El tango es de lupanar, pero también de gran salón. Es de cuento entre putas, pero igual lo comentan matemáticos y filósofos con la carne viva. El tango es la ciudad que registra en las voces de la calle sus peores memorias. Y las más bellas, para que los sueños sigan vivos. Es la bella Emma Zuns, mujer que acciona la pistola para vengar a su padre y la deshonra a la que la han sometido los ojos de un cerdo con gafas. El tango son los días duros de la Historia Universal de la Infamia y de las Ficciones, donde se lucen los cadáveres al viento y a los peatones, ya los de Billy the Kid y la viuda China, ya los de esos desconocidos que habitan bibliotecas circulares y ecuaciones infinitas.
El tango, decía, es danza de lugares contrarios, es caminos que se bifurcan, que el uno se baila con furia en Boedo y el otro con champán en Paris. E igual es Borges, que en su literatura asumió lo de arriba y lo de abajo, asumiendo en ambos espacios la similitud, como los cabalistas, que es lo mismo lo que está arriba que lo que está bajo. Y del jardín que se mira, se ven las estrellas, como defendía Giordano Bruno, el hereje.
Para algunos intelectuales, Borges se desacredita en el tango. Y lo alejan de este lugar de bandoneón y cantor, para situarlo en el laberinto de lo nórdico y lo ginebrino, de lo arcaico en el cielo y lo miliunanochezco. Esta ubicación (o desubicación), nace del desprecio por el pecado cometido con dignidad, por el miedo al placer comprado y la ira sangrienta que se cuece en los traicionados. Entonces, desde el eurocentrismo, Borges carece de tango y de milonga y más que un conocedor de la ciudad en sus inicios es un cadáver momificado y acético a toda desmesura. Pero, para ira de los que defienden esto, Borges se mantiene inmerso en el tango. Y desde él construye la eternidad apoyado en sus tigres y sus espejos, que el tigre es el guapo elegante y ágil que mantiene la muerte a mano. Y los espejos, esto que somos aunque lo disfracemos.
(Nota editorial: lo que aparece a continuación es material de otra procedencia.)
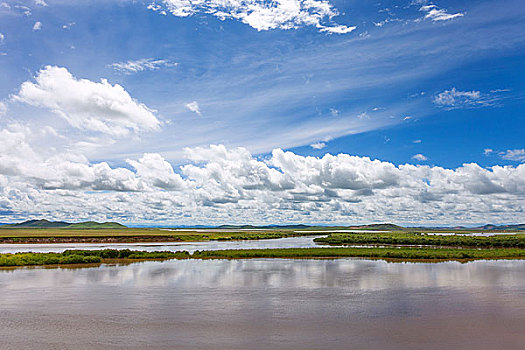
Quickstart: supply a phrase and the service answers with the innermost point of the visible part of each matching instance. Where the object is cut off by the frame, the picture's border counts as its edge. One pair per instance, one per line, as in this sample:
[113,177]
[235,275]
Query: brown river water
[265,304]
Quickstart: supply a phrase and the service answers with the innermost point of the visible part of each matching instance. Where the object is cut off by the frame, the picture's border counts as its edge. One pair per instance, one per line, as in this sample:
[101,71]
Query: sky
[332,112]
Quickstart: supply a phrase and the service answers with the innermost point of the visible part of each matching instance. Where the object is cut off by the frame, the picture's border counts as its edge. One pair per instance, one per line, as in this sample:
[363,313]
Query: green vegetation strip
[398,238]
[98,256]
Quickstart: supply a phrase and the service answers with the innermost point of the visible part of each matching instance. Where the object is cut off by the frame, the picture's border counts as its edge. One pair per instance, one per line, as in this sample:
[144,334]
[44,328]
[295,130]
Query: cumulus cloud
[218,184]
[194,107]
[453,99]
[260,14]
[85,104]
[144,64]
[436,14]
[517,155]
[68,25]
[419,157]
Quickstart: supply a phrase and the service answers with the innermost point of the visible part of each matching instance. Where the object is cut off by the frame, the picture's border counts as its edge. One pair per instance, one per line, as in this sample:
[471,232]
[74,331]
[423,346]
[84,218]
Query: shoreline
[98,257]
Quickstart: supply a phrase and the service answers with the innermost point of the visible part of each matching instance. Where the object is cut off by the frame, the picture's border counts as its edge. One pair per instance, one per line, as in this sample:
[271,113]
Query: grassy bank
[134,235]
[400,238]
[407,254]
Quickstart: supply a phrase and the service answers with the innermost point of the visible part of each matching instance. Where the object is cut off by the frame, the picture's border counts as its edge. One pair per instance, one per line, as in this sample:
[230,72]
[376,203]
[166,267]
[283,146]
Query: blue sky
[437,84]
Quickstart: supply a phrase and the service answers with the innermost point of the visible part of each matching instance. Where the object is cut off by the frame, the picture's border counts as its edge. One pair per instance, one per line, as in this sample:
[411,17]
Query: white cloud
[419,157]
[517,155]
[220,184]
[436,14]
[260,14]
[85,104]
[3,108]
[318,145]
[452,99]
[193,107]
[144,64]
[68,25]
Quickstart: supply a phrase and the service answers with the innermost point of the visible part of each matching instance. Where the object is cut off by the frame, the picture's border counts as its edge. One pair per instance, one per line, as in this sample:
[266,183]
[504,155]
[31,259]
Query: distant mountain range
[115,225]
[62,224]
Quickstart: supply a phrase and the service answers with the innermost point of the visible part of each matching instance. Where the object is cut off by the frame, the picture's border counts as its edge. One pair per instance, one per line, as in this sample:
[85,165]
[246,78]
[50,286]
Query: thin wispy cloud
[193,107]
[141,65]
[435,13]
[454,99]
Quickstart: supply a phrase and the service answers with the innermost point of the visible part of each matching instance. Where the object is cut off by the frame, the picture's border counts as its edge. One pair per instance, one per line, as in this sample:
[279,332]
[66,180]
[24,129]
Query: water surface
[290,242]
[266,304]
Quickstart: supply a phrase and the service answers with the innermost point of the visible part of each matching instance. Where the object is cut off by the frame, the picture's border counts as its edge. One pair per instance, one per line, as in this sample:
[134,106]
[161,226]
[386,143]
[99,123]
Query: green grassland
[129,235]
[404,238]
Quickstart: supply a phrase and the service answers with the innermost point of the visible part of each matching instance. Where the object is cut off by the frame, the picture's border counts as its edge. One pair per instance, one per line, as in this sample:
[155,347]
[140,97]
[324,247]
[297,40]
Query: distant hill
[62,224]
[94,224]
[502,227]
[244,227]
[389,227]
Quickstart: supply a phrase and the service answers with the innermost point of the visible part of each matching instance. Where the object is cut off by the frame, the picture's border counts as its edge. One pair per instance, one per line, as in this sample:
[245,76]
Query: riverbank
[399,238]
[52,236]
[400,254]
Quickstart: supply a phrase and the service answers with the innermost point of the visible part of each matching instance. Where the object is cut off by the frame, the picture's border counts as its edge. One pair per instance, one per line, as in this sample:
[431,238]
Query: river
[265,304]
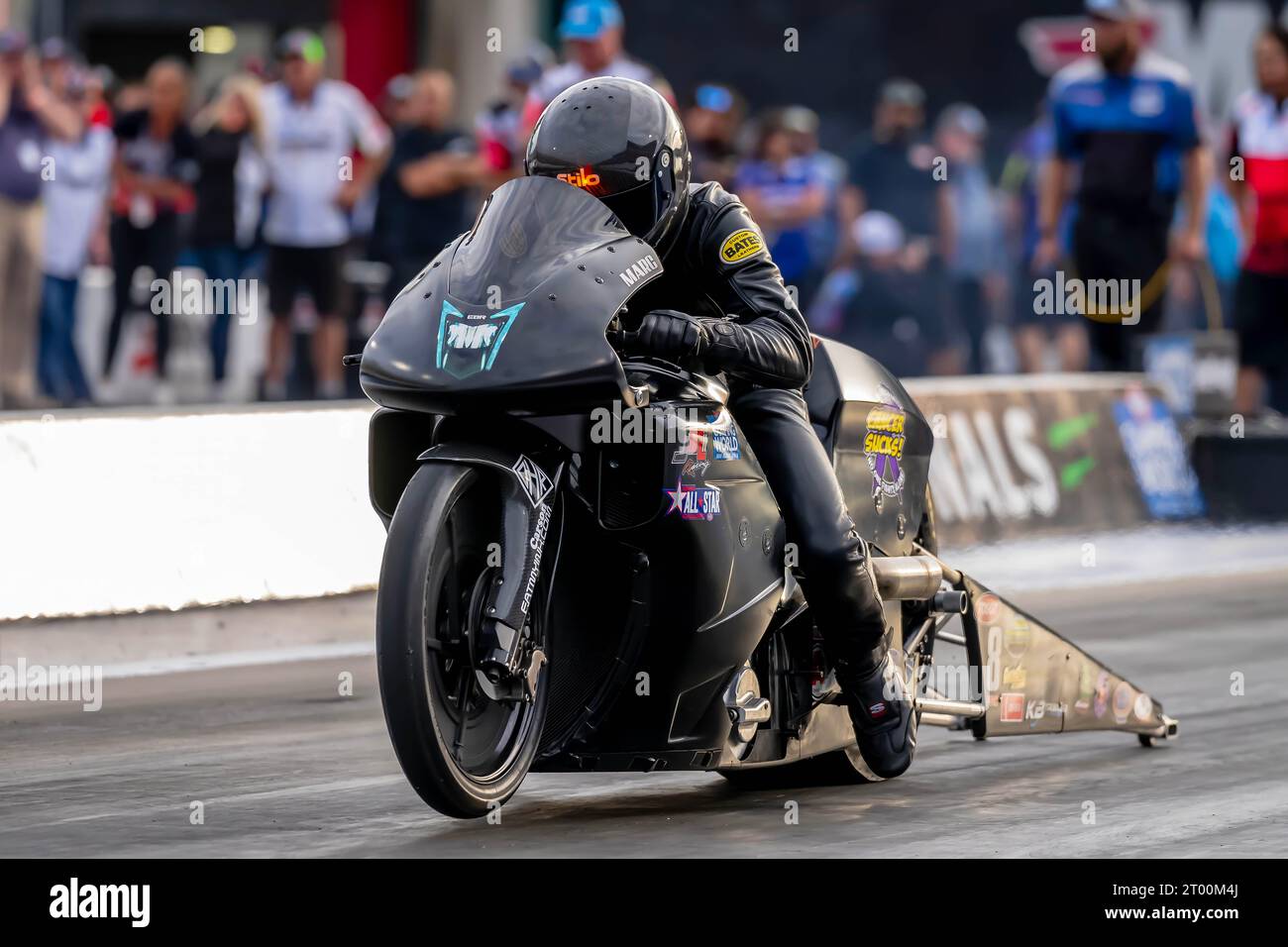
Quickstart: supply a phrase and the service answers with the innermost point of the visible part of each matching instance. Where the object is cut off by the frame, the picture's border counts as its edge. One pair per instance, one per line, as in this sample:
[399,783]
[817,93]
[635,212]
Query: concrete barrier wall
[1044,454]
[124,512]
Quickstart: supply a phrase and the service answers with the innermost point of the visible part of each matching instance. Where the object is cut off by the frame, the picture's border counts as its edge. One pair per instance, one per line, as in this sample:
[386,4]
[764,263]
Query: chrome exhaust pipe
[907,578]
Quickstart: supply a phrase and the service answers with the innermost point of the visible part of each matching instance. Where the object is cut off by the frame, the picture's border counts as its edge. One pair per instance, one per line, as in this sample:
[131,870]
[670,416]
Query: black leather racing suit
[767,355]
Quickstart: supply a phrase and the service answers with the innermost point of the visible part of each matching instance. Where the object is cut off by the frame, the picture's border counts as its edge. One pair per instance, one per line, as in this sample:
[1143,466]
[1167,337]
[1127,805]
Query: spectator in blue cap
[591,31]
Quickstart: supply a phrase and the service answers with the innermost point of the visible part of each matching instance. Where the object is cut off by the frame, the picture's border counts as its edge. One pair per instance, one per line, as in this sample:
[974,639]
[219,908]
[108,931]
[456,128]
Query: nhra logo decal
[883,445]
[535,480]
[695,502]
[640,270]
[739,245]
[468,344]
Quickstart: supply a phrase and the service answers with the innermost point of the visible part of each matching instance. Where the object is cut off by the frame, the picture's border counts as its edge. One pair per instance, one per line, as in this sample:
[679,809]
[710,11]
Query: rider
[619,141]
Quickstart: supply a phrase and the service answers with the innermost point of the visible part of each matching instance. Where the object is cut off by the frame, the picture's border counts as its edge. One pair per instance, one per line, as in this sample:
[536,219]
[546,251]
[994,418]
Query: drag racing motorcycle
[585,569]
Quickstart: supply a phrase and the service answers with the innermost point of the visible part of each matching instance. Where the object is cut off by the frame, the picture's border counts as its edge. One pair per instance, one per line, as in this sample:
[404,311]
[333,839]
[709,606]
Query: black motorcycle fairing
[851,398]
[511,316]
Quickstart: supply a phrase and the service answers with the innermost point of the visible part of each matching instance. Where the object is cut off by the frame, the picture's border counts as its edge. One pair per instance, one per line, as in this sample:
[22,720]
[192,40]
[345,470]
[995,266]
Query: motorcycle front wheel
[464,753]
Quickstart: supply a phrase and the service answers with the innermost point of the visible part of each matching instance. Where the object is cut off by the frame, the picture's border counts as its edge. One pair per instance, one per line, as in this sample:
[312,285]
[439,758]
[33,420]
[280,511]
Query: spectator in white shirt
[312,128]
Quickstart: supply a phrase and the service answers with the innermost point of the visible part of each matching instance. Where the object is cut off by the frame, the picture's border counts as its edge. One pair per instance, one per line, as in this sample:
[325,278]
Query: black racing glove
[673,334]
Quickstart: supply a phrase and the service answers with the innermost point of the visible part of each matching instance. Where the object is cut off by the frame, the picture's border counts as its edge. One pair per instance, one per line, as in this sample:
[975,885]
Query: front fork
[509,659]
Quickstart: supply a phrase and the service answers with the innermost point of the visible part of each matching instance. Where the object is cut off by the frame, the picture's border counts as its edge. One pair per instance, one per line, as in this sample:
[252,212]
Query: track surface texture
[284,766]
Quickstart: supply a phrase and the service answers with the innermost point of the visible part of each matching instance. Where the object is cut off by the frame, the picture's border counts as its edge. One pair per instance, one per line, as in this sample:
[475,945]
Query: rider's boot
[870,677]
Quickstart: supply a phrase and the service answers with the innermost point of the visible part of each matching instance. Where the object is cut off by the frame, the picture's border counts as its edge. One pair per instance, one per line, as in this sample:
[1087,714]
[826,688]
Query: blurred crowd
[915,245]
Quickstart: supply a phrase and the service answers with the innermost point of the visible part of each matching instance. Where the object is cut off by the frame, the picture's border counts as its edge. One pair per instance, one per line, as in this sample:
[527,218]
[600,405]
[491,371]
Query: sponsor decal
[1158,457]
[640,270]
[1102,701]
[1013,707]
[694,455]
[883,445]
[537,544]
[469,343]
[1122,701]
[988,608]
[585,178]
[535,480]
[695,501]
[1061,434]
[1144,707]
[1086,689]
[739,245]
[725,445]
[1017,637]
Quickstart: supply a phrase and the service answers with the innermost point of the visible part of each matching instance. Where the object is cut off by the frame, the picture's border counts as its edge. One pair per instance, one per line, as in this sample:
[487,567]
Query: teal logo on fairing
[468,343]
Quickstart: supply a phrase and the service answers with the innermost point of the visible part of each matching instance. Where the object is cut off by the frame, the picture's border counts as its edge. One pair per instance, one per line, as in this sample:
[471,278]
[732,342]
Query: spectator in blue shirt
[1125,119]
[786,195]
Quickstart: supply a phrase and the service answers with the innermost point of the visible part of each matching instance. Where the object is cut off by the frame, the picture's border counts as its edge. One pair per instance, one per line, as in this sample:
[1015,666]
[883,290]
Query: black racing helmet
[619,141]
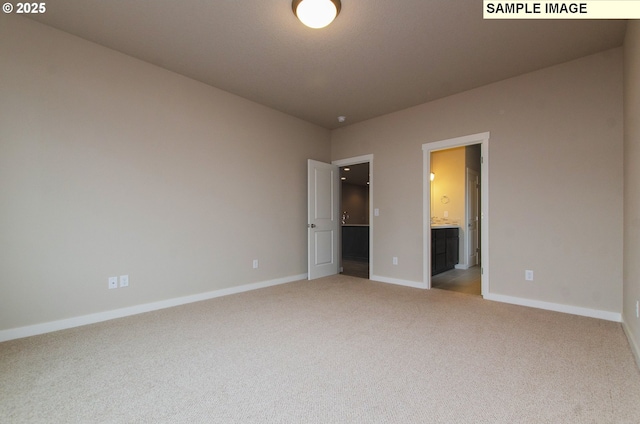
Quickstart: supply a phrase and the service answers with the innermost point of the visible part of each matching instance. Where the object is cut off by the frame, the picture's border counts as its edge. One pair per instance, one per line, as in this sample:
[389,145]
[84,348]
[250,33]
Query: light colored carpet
[334,350]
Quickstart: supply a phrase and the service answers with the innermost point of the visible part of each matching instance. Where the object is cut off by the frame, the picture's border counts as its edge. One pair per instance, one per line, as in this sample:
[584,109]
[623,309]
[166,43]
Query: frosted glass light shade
[316,13]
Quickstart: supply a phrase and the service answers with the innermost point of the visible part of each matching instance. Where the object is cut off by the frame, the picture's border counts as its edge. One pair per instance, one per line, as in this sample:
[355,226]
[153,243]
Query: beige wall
[631,286]
[555,180]
[448,186]
[112,166]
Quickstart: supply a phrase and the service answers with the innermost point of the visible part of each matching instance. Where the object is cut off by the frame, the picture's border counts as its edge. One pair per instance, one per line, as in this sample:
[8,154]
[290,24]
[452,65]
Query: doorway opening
[356,215]
[456,218]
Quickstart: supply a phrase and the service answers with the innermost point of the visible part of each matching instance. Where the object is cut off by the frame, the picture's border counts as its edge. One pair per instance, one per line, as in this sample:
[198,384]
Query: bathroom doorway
[455,189]
[456,218]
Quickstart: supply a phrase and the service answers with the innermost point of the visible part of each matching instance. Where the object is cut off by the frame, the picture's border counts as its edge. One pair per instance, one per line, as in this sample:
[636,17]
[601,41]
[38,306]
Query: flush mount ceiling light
[316,13]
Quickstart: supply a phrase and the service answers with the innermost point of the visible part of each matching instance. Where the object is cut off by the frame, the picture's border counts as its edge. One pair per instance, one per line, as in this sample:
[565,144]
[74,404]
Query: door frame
[467,214]
[355,161]
[427,148]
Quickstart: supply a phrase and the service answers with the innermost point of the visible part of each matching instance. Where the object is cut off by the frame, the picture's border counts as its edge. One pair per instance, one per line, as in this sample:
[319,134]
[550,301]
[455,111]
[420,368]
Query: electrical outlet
[113,282]
[124,281]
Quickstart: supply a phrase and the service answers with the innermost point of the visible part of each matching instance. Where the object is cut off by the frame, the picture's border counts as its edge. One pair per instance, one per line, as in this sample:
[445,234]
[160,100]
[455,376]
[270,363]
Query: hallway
[461,280]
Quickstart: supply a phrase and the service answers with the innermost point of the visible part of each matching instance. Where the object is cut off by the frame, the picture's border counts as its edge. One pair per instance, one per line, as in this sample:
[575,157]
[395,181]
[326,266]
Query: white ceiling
[377,57]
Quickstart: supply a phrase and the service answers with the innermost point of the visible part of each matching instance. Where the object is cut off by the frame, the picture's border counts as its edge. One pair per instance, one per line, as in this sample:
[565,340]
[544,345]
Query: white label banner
[586,9]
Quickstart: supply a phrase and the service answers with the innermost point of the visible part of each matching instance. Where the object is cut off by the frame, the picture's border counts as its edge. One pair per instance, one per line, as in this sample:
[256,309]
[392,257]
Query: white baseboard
[635,347]
[407,283]
[48,327]
[557,307]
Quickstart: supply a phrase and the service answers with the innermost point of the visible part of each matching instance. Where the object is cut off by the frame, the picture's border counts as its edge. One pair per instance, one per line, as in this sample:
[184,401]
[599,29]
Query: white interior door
[473,187]
[323,219]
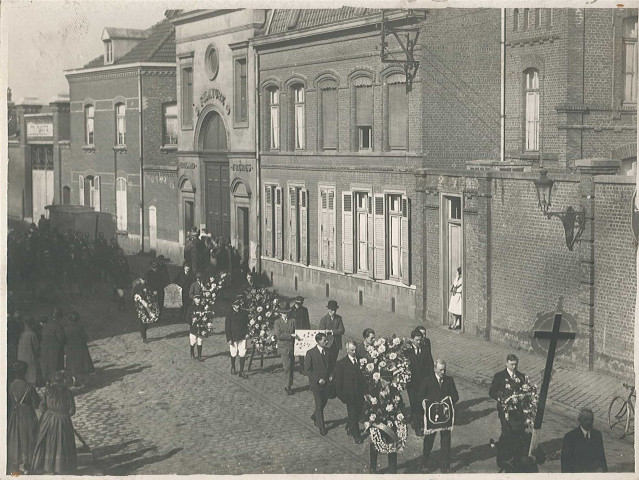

En ese tango que no vemos, que suena y se toma las azoteas de Buenos Aires, que lee las estaciones desde el bandoneón de Piazzolla y las desgracias desde la pésima orquesta de Malingo, veo al Borges de la Memoria. Y al de la imaginación, que es como la danza, donde todo depende de los firuletes y los quiebres de mirada. Colángelo habita Borges y lo habita la orquesta de Daniel Baremboin. Y lo habitó Yehudi Menuhin con su violín tanguero, más agresivo que el de Gidon Kramer porque asumió esta música desde el fondo. No tuvo Menuhin ascos para que las cuerdas de su violín interpretaran una milonga y un tango apache, canciones que le rememoraron sus tiempos de inmigración. Y en el trabajo que realiza con Piazzolla, se nota al Borges de los compadritos y las putas de las pulperías, y también al de la ciudad que se desarrolla entre memorias de lenguas olvidadas y por eso sagradas y demoniacas, como las claves lunfardas de los marinos y las grelas que estiran la noche para que la evidencia no las atrape y las disuelva con la luz del sol.
Bajo esta posición herética, la de un Borges en el tango que no vemos pero que leemos, asumo al Borges aventurero y policiaco, al traidor de las memorias de museo y amante de escribir sobre mujeres con tintes criminales, perversas y macabras, meras grelas, que son las de la memoria y esas que representan todas las expulsiones del Paraíso. Personajes como Isidro Parodi, el detective preso que todo lo resuelve desde su celda a través de intuiciones, ya son un tango en sí mismos, que en el tango se magnifica el criminal y en esta magnificación lo convierte en un antihéroe que termina representando la inteligencia práctica (la frónesis, según Aristóteles) de un colectivo que delinque y en este acto, el delito, demuestra que está vivo y en movimiento.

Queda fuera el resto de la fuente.